Fromc186282 <c186282@nnada.net>
Date2026-06-05 23:55 -0400
Message-ID<1eCcnWvfKdOnB773nZ2dnZfqn_SdnZ2d@giganews.com>
In reply to#87551
On 6/5/26 08:53, TheLastSysop wrote:
>> On Thu, 4 Jun 2026 11:57:34 -0400, c186282 <c186282@nnada.net> wrote:
>> On 6/4/26 07:47, TheLastSysop wrote:
>>
>>>
>>> One small caution on the cipher side: I would not treat "less popular" as
>>> much
>>> of a security property. Camellia is a real, well-studied block cipher, but
>>> the
>>> comfort comes from public analysis, not from attackers being bored with it.
>>> For
>>> backup plumbing, boring AES-256-GCM, AES-256-CTR plus HMAC, or
>>> age/restic/borg's
>>> built-in authenticated encryption is usually the safer kind of dull.
>>
>>    I mentioned Camilla because I saw how perps WERE going
>>    after systems ... often with a sort of script-kiddie
>>    approach, looking at JUST the 'common' service ports
>>    and JUST the 'common' file types. Quick scans save
>>    them time, move on to the next victim. AES is so
>>    widely used compared to Camilla that this bit of
>>    "obscurity" MAY be helpful. Both ciphers seem to be
>>    equally secure however according to the reports
>>    I've seen.
>>
>>    Oh, final subtle trickery, never put an '.aes'
>>    extension on cloud files. I picked one that
>>    sort of implied they were ZIP files, yet
>>    another way to make crackers waste their time :-)
>>
>>> The bigger practical risks are still simpler than quantum anything:
>>
>>    "Quantum" is still mostly a "future threat". Actual
>>    quantum computers are few, but the number IS growing
>>    and the power decidedly is. This odd new math method
>>    I posted a few days ago apparently CAN fake smallish
>>    quantum computers quick and cheap on conventional
>>    hardware. That's a bit of a worry.
>>
>>    Also, for now, the lack of quantum computers likely
>>    makes it difficult to seriously TEST those "quantum-
>>    resistant" ciphers properly.
>>
>>> * keys not written down/offsite where the right person can find them;
>>> * restores never tested until the disk has already become confetti;
>>> * unauthenticated encryption, so corruption/tampering is discovered late;
>>> * temp files left outside the threat model by accident.
>>>
>>> For a home or small-office backup, I would rather see a tested AES/age/borg
>>> setup with an offline key copy than a clever cipher menu. Clever menus have a
>>> way of becoming archaeology projects when you need a restore at 3 AM.
>>
>>    I try to avoid "clever" - takes too much time and
>>    effort. Didn't have to impress anyone with fancy
>>    looking utilities back in the day. Put a little
>>    more effort into our public web pages though.
>>    Soon went to 'Joomla' CMS ... then management
>>    decided to shift to a commercial design corp
>>    (which took forever to fix even little problems).
>>
>>    DID have a GUI decryptor JUST for our cloud backups.
>>    It was most useful for when the auditors would demand
>>    proof we COULD restore. Pick some stuff, make some
>>    screen-shots. That'd shut 'em up for another year.
>>
>>    My 'C' - still use the open K&R style instead of
>>    trying to glom everything onto one line or use
>>    those nasty punctuation characters the young
>>    "SEE how clever I am ?!" folks like to use.
>>    Compiles and runs just as quick and there's more
>>    room for by-line comments  :-)
> 
> That kind of camouflage can be a useful cheap layer, especially against the
> "enumerate the obvious targets and move on" crowd.  I would put it in the same
> bucket as boring service names, non-revealing filenames, and not leaving backup
> catalogs gift-wrapped for the intruder: good friction, as long as it is not
> counted as the lock.


   No, those are not The Lock ... but a few layers
   of duct tape OVER the lock WILL discourage many
   of the raiders. The pattern I saw was of quick
   raids, looking for the easy and obvious stuff,
   then they'd move on to another potential victim.

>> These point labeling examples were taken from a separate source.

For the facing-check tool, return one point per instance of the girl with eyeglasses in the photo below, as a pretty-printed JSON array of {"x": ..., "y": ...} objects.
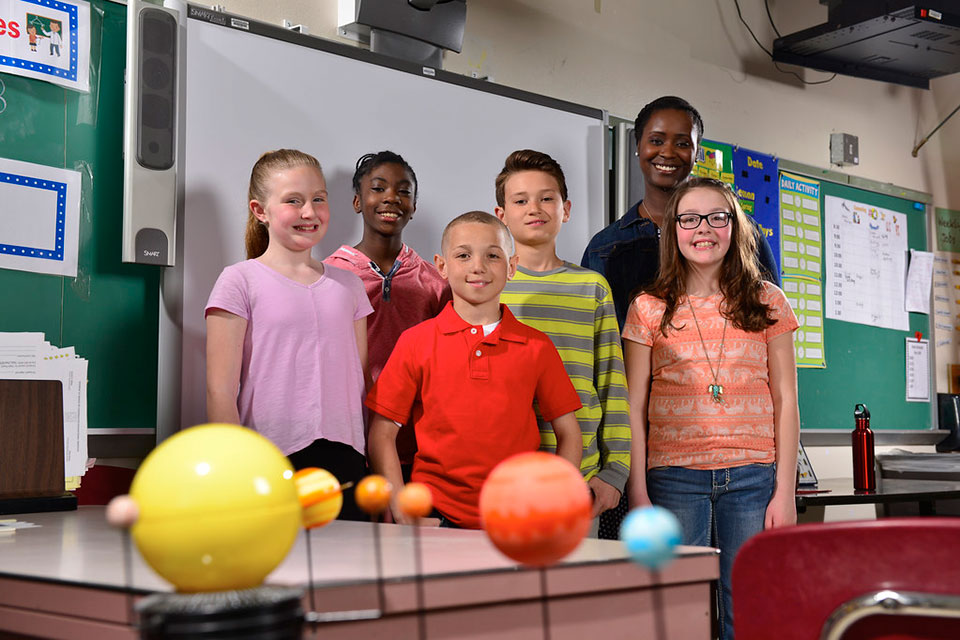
[{"x": 708, "y": 349}]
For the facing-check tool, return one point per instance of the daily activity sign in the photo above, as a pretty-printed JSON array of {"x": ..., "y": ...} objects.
[{"x": 46, "y": 40}]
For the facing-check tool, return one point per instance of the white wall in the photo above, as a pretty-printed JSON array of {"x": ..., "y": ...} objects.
[{"x": 619, "y": 54}]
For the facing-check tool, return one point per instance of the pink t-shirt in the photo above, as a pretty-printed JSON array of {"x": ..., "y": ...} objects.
[
  {"x": 416, "y": 292},
  {"x": 301, "y": 378},
  {"x": 686, "y": 428}
]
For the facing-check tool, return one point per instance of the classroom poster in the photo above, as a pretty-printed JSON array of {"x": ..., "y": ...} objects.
[
  {"x": 866, "y": 268},
  {"x": 39, "y": 218},
  {"x": 801, "y": 251},
  {"x": 714, "y": 160},
  {"x": 805, "y": 295},
  {"x": 946, "y": 300},
  {"x": 46, "y": 40},
  {"x": 755, "y": 180}
]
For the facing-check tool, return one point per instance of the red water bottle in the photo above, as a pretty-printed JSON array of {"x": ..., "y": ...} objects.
[{"x": 864, "y": 478}]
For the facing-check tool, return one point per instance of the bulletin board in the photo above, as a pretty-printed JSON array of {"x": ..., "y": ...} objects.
[{"x": 866, "y": 364}]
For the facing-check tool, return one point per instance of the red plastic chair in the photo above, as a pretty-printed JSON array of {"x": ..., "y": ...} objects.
[
  {"x": 101, "y": 483},
  {"x": 822, "y": 581}
]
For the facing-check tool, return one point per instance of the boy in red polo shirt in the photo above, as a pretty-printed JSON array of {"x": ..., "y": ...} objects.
[{"x": 467, "y": 380}]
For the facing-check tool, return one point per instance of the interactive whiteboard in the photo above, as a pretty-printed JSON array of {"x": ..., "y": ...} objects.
[{"x": 251, "y": 87}]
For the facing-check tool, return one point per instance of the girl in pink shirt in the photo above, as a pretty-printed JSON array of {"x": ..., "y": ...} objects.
[
  {"x": 403, "y": 288},
  {"x": 287, "y": 335},
  {"x": 709, "y": 356}
]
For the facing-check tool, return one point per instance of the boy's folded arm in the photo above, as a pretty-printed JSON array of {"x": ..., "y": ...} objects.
[{"x": 569, "y": 439}]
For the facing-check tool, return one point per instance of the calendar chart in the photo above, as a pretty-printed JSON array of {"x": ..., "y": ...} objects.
[{"x": 866, "y": 263}]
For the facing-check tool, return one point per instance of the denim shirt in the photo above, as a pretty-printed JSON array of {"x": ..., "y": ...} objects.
[{"x": 627, "y": 254}]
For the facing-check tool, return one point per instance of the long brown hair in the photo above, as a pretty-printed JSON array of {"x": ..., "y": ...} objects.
[
  {"x": 256, "y": 237},
  {"x": 740, "y": 280}
]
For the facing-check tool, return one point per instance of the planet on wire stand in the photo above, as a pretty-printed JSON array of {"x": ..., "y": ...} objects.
[
  {"x": 213, "y": 510},
  {"x": 535, "y": 508},
  {"x": 651, "y": 535}
]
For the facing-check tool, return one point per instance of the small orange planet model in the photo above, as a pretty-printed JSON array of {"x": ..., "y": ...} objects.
[
  {"x": 415, "y": 500},
  {"x": 373, "y": 494},
  {"x": 320, "y": 496},
  {"x": 535, "y": 508}
]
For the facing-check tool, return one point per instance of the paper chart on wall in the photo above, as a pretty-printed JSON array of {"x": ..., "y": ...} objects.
[
  {"x": 946, "y": 299},
  {"x": 46, "y": 40},
  {"x": 866, "y": 264},
  {"x": 40, "y": 218},
  {"x": 805, "y": 295},
  {"x": 801, "y": 248}
]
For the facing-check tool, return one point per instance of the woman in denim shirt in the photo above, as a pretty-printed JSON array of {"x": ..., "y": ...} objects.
[{"x": 668, "y": 132}]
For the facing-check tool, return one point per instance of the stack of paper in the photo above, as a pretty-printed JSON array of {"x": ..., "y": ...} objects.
[{"x": 27, "y": 356}]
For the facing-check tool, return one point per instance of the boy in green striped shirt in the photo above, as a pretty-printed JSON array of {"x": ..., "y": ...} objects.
[{"x": 574, "y": 307}]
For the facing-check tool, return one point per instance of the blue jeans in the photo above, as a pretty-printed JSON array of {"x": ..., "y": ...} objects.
[{"x": 716, "y": 508}]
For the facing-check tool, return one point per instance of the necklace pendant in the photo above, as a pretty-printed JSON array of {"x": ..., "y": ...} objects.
[{"x": 716, "y": 391}]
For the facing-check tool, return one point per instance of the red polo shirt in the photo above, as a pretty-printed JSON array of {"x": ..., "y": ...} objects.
[{"x": 471, "y": 401}]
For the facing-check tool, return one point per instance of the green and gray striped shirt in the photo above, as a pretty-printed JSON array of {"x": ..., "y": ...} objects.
[{"x": 574, "y": 307}]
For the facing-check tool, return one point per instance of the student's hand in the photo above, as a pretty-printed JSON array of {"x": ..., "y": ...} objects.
[
  {"x": 637, "y": 497},
  {"x": 781, "y": 512},
  {"x": 605, "y": 496},
  {"x": 398, "y": 516}
]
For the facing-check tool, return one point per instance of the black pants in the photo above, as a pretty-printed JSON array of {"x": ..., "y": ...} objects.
[{"x": 344, "y": 462}]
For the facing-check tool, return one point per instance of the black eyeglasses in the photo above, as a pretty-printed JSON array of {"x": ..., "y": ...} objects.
[{"x": 717, "y": 220}]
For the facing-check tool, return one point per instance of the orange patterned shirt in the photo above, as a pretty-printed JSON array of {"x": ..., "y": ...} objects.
[{"x": 686, "y": 427}]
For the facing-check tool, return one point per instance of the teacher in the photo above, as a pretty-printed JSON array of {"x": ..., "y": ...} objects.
[{"x": 668, "y": 132}]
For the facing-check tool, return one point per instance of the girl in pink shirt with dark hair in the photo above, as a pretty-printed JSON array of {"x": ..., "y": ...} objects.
[
  {"x": 286, "y": 334},
  {"x": 708, "y": 350},
  {"x": 403, "y": 288}
]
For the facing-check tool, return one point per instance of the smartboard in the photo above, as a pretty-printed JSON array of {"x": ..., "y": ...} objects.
[{"x": 252, "y": 87}]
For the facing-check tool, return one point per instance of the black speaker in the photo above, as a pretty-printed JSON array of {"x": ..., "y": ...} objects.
[
  {"x": 157, "y": 89},
  {"x": 152, "y": 96},
  {"x": 948, "y": 413}
]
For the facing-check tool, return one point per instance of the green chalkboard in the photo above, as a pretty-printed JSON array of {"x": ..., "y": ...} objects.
[
  {"x": 109, "y": 312},
  {"x": 865, "y": 363}
]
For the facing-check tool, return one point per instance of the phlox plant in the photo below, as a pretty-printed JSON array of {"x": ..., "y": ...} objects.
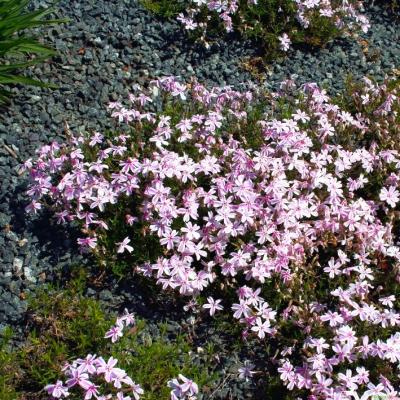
[
  {"x": 101, "y": 379},
  {"x": 278, "y": 208},
  {"x": 275, "y": 23}
]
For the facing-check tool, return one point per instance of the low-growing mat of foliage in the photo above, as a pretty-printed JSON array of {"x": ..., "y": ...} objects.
[
  {"x": 18, "y": 49},
  {"x": 64, "y": 325},
  {"x": 274, "y": 24},
  {"x": 276, "y": 210}
]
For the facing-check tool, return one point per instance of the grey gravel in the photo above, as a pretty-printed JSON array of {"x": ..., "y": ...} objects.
[{"x": 107, "y": 46}]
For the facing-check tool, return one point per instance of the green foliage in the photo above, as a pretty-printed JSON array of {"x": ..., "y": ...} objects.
[
  {"x": 17, "y": 50},
  {"x": 65, "y": 325},
  {"x": 263, "y": 22},
  {"x": 7, "y": 367}
]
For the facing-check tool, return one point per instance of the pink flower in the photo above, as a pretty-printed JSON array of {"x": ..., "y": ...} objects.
[
  {"x": 391, "y": 196},
  {"x": 58, "y": 390},
  {"x": 124, "y": 246}
]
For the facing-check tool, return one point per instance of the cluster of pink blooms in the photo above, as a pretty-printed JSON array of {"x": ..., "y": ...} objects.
[
  {"x": 84, "y": 373},
  {"x": 345, "y": 15},
  {"x": 81, "y": 372},
  {"x": 265, "y": 221}
]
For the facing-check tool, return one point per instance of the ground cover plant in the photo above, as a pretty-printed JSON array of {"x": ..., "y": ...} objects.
[
  {"x": 280, "y": 209},
  {"x": 276, "y": 24},
  {"x": 66, "y": 329},
  {"x": 17, "y": 49}
]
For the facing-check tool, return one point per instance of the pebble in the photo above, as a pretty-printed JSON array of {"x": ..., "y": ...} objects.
[{"x": 101, "y": 39}]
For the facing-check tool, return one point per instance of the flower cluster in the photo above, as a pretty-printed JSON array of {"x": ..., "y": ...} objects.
[
  {"x": 85, "y": 373},
  {"x": 253, "y": 16},
  {"x": 259, "y": 195}
]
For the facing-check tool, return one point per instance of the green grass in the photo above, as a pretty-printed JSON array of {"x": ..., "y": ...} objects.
[
  {"x": 65, "y": 325},
  {"x": 18, "y": 50}
]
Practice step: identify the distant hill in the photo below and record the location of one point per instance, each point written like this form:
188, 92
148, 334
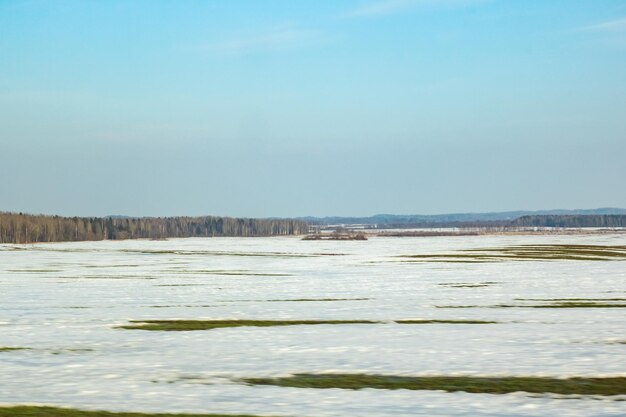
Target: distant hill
399, 220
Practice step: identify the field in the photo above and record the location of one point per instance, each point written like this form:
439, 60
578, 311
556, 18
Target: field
394, 326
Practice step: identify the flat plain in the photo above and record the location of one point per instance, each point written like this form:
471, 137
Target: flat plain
236, 324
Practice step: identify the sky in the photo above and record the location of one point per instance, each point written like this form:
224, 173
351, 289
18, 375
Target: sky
293, 108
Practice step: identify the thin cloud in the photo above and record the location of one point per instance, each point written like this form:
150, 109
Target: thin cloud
618, 25
279, 38
387, 7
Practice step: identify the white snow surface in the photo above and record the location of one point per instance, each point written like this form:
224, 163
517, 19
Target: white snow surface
64, 301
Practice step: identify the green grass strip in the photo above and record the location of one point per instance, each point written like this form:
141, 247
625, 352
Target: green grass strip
445, 322
31, 411
486, 385
188, 325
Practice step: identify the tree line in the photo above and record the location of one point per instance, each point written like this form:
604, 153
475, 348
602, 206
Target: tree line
608, 220
26, 228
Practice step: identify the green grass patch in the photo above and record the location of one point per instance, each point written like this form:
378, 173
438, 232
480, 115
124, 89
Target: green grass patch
33, 411
190, 325
445, 322
529, 253
472, 384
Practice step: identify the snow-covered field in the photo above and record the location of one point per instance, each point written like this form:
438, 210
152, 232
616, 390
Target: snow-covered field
63, 301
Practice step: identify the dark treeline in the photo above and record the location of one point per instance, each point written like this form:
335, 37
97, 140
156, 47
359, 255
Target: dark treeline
571, 221
25, 228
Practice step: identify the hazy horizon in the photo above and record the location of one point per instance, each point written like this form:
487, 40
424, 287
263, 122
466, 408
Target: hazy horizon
292, 109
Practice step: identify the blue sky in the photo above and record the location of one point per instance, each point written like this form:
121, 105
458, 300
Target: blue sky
285, 108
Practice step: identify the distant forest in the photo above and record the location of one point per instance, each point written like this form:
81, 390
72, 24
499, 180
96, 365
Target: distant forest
608, 220
25, 228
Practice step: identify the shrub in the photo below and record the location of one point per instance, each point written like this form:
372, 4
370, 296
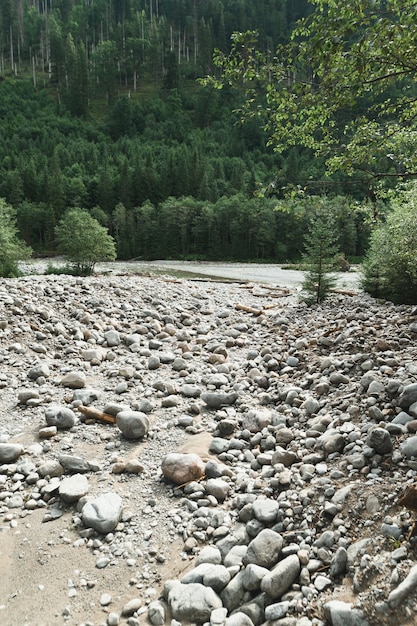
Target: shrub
390, 268
82, 239
12, 249
321, 247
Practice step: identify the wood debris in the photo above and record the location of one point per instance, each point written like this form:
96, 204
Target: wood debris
96, 415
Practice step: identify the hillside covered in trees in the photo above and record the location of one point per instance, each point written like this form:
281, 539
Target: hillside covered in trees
100, 108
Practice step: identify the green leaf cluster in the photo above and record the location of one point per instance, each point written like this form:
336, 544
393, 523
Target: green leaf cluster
12, 249
345, 86
321, 246
390, 268
83, 241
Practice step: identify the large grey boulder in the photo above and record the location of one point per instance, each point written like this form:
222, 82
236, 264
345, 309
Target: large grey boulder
182, 468
281, 577
73, 488
103, 513
192, 603
10, 452
133, 424
264, 550
60, 416
408, 396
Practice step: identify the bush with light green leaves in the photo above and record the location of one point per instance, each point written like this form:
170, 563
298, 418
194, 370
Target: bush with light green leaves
390, 268
83, 241
12, 249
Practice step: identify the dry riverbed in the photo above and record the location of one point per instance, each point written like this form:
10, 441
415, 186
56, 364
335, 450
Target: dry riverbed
303, 419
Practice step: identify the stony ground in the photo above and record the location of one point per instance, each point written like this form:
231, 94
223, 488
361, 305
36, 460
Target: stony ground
305, 419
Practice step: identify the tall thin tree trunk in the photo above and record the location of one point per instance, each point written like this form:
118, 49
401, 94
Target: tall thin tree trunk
11, 48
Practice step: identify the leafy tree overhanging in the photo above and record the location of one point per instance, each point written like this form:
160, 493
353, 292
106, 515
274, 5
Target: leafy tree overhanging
345, 86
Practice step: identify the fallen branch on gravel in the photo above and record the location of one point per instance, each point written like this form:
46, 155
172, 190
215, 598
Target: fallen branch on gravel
97, 415
247, 309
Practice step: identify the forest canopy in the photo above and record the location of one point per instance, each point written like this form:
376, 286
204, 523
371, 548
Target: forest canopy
100, 108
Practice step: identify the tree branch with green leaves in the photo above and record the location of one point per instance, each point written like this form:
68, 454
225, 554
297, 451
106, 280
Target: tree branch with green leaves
345, 86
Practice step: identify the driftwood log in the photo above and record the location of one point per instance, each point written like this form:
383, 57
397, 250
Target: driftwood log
247, 309
408, 498
97, 415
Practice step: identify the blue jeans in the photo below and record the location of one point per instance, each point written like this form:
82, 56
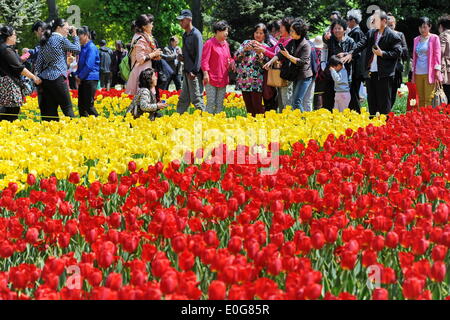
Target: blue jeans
299, 95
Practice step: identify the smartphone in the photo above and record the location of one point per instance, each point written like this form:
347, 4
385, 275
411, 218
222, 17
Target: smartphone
25, 56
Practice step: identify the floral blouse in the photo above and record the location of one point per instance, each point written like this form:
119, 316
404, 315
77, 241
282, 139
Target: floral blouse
250, 72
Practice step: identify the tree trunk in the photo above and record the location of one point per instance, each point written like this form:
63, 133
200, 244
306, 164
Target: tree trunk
52, 10
197, 18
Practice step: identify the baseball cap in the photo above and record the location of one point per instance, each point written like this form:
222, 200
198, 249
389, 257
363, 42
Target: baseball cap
185, 14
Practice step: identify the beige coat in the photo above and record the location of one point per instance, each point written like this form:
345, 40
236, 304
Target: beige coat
445, 53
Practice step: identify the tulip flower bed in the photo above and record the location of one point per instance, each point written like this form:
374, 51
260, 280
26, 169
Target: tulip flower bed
94, 147
368, 206
115, 103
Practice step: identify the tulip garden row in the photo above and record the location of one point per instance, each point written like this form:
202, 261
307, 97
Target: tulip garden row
362, 215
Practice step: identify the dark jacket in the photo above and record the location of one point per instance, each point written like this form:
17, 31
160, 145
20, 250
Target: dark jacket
302, 69
89, 62
391, 45
10, 64
106, 57
192, 51
358, 62
335, 47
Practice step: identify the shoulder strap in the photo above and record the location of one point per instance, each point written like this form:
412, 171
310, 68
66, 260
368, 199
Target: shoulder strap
134, 44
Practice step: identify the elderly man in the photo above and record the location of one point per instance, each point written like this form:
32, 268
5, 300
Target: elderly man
384, 48
171, 54
192, 56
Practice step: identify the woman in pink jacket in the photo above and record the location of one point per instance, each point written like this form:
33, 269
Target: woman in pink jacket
426, 62
216, 61
144, 50
284, 93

> The cipher choice is where I get conservative.  Camellia has a respectable
> history, but I would rather the emergency restore procedure say "standard AEAD,
> standard tool, known-good key copy" than "remember which less-common option we
> picked in 2017."  Obscure filenames age better than obscure recovery rituals.

   Well, I only used two - AES and Camilla. If one didn't
   work then ...

   I think all my cloud baks were AES, used Camilla more
   for on-site stuff.

   There are lots of ciphers ... various kinds of fish and
   3DES and, and, and. Go nuts with that and you'll never
   figure things out. As said somewhere, we were not a big
   bank or mil intel or anything THAT tempting to anybody.
   Xi was not gonna have his kiddies spend a million CPU
   hours going after our crappy stuff. Now if we were the
   Pentagon ... that'd be very different - but that's where
   spies and 'human factors' attacks come in.

> The GUI decryptor for auditors is exactly the right sort of dull, though.
> Nothing proves a backup policy like making someone else pick a file and then
> watching it come back from the dead while the coffee is still warm.

   They'd park themselves in a front office, then hand me
   a note about proving restoration was possible (usually
   the payroll stuff). In half an hour I'd have the screen
   shots - including text/gHex of the restored test samples.
   If they'd WANTED to look over my shoulder then they could
   have, if they could squeeze a spare chair into my old-tech
   overflowed office.

   (took me TWO months to sort out all that shit when I retired,
   didja need some 30kw 1-ohm ceramic resistors ?)

> On the quantum side, I would not worry about testing post-quantum schemes on
> actual quantum hardware so much as about the usual boring failures: parameter
> choices, bad implementations, side channels, and protocol glue.  The math can be
> attacked classically too.  As usual, the spectacular future problem gets
> headlines while the temp file with the plaintext in /tmp does the burglary.

   "Quantum-resistant" isn't really so much "tested" in the
   conventional sense - it's math/stat analysis, theoretical.
   "The MATH says this should do the job". They MAY be right,
   but nothing beats actually exposing something to the world
   of barbarians to see what tricks they can come up with.
   Even AES has been shown to have a few weaknesses.

   Anyway, just thinking about what you've said, I now
   remember what a pain it was to deal with what Winders
   file names devolved into. After XP pretty much ANYTHING
   goes. Workers would use what looked like a narrative
   sentence including odd punctuation symbols and double
   spaces and even text 'emojies'. Took me a couple days
   to find a way to make that crap unix compatible ...
   ultimately a sort of 'escape character' kind of scheme.
   Ugly, but worked well. I still have a copy of that
   code somewhere, may take a 2nd look now.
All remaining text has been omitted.